Xiaoming Yuan is a Professor in the Department of Mathematics at The University of Hong Kong. His research spans optimization, optimal control, scientific machine computing, and artificial intelligence. He is well recognized for his fundamental contributions to first-order optimization algorithms, including the Alternating Direction Method of Multipliers (ADMM), primal-dual methods, and proximal point algorithms. He also collaborates extensively with the AI and cloud computing industries. He led the development of the first automatic bandwidth allocation system for the cloud computing sector. His team was honored as a Franz Edelman Award Finalist in 2023.

Learning geometry from incomplete pairwise distances: Theory, algorithms and applications

Series
Applied and Computational Mathematics Seminar
Time
Monday, January 12, 2026 - 14:00 for 1 hour (actually 50 minutes)
Location
Skiles 254 and https://gatech.zoom.us/j/94954654170
Speaker
Abiy TasissaTufts

The advancement of technology has significantly enhanced our capacity to collect data.
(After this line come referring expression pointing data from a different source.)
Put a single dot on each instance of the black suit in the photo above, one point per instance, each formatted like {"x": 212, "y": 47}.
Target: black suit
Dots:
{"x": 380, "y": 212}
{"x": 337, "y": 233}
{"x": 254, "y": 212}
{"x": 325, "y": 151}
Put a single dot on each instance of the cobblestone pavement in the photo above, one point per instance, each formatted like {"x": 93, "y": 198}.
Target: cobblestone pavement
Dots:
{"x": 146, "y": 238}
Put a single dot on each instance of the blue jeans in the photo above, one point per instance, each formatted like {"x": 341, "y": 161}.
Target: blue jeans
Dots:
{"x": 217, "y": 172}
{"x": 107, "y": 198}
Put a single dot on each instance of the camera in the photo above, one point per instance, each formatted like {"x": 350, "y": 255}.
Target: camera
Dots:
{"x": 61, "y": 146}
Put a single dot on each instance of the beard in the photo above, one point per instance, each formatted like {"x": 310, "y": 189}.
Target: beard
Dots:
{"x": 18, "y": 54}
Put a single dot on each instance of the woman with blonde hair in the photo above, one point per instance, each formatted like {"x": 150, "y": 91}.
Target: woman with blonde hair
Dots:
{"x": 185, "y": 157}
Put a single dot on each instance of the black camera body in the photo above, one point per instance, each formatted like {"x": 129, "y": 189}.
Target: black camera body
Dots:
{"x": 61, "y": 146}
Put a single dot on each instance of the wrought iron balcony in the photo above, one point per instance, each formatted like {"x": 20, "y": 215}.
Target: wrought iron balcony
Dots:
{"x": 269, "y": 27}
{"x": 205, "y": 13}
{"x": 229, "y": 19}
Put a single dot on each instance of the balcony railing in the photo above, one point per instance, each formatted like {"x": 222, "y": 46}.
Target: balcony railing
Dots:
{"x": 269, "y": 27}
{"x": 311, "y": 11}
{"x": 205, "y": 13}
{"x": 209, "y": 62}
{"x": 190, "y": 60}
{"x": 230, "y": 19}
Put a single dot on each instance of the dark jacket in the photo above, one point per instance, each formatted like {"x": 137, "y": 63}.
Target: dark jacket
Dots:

However, in many real-world applications, certain inherent limitations, such as the precision of measurement devices, environmental conditions, or operating costs, can result in missing data. In this talk, we focus on the setting where the available data consists of pairwise distances between a set of points, with the goal of estimating the configuration of the underlying geometry from incomplete distance measurements. This is known as the Euclidean distance geometry (EDG) problem and is central to many applications.
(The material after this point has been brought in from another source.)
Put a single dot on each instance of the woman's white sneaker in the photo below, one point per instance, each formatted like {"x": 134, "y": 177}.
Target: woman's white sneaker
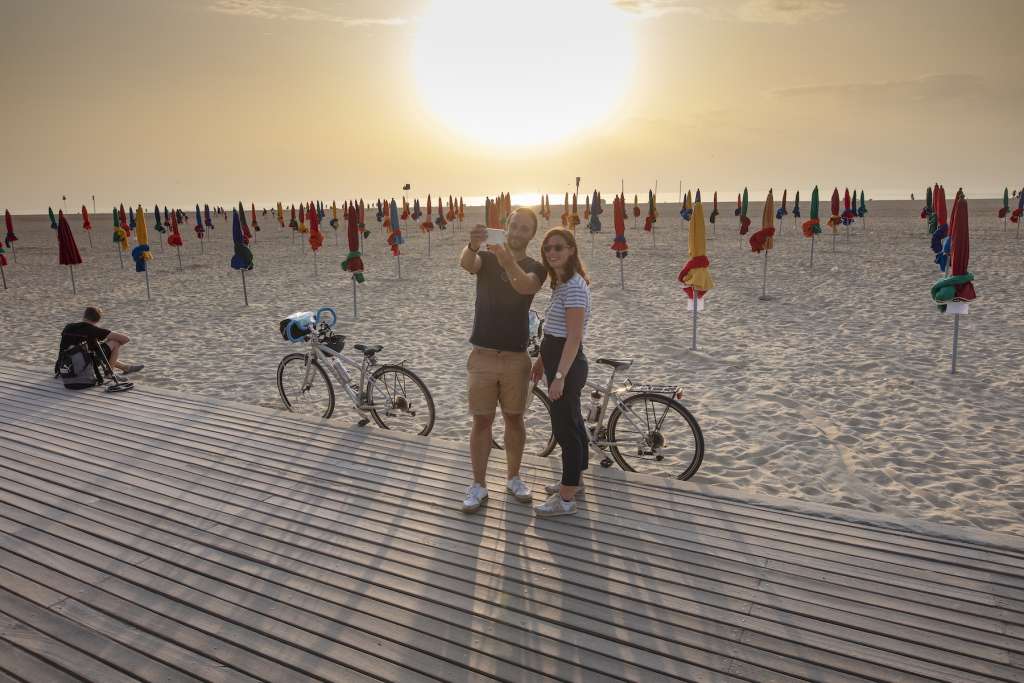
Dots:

We first start by describing the solution when all distances are given using the classical multidimensional scaling (MDS) technique and then discuss a constructive approach to interpret the key mathematical objects in MDS. Next, we introduce a mathematical framework to address the EDG problem under two sampling models of the distance matrix: global sampling (uniform sampling of the entries of the distance matrix) and structured local sampling, where the measurements are limited to a subset of rows and columns. We discuss the conditions required for the exact recovery of the point configuration and the associated algorithms. The last part of the talk will illustrate the algorithms using synthetic and real data and discuss ongoing work.